Dokter Andi Saguni, MA, Plt Dirjen Penanggulangan Penyakit Kemenkes mengungkap, penularan campak melalui droplet dan air borne transmission (percikan air liur atau ludah).
"Hal ini terutama terjadi saat batuk, bersin, atau jika bersentuhan dengan benda yang terkontaminasi," paparnya.
Sedangkan faktor risiko penularan campak adalah:
- Mereka yang belum atau tidak lengkap imunisasi campak-rubella
- Ada kontak erat dengan penderita campak
- Status gizi yang kurang baik
- Tidak menerapkan perilaku hidup bersih dan sehat.
Vaksinasi campak sendiri memiliki 3 tahapan, yaitu:
- 9 bulan: imunisasi campak rubella (MR) dosis 1
- 18 bulan: imunisasi campak rubella (MR) dosis 2
- Kelas 1 SD: imunisasi campak rubella (MR) pada anak sekolah (BIAS).
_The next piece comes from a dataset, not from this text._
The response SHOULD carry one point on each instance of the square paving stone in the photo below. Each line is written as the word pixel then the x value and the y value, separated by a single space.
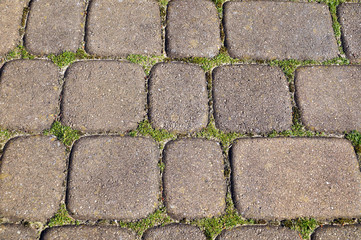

Dr Andi juga menjelaskan gejala campak yang bisa dideteksi oleh masyarakat, yaitu:
- Demam
- Ruam makulopapular
- Batuk/pilek
- Konjungtivitis
- Gatal-gatal
- Terkadang diare.
"Demam umumnya pada kurang lebih hari ke-15 setelah paparan. Sedangkan ruam biasanya muncul kurang lebih pada hari ke-18 setelah paparan," ucapnya.
Pengobatan campak sendiri mencakup:
- Pemberian vitamin A
- Pengobatan simtomatis kasus yang tidak komplikasi
- Pengobatan kasus dengan komplikasi.
Upaya yang perlu dilakukan masyarakat demi mencegah meningkatnya kasus campak adalah:
- Periksa status imunisasi anak, pastikan anak sudah mendapatkan imunisasi MR lengkap.
- Bagi yang berada di wilayah yang sedang dilaksanakan kampanye campak, diharapkan berpastisipasi agar anak mendapatkan perlindungan.
- Segera bawa anak ke puskesmas atau rumah sakit jika mengalami demam dan ruam (bercak merah) untuk mendapatkan penanganan.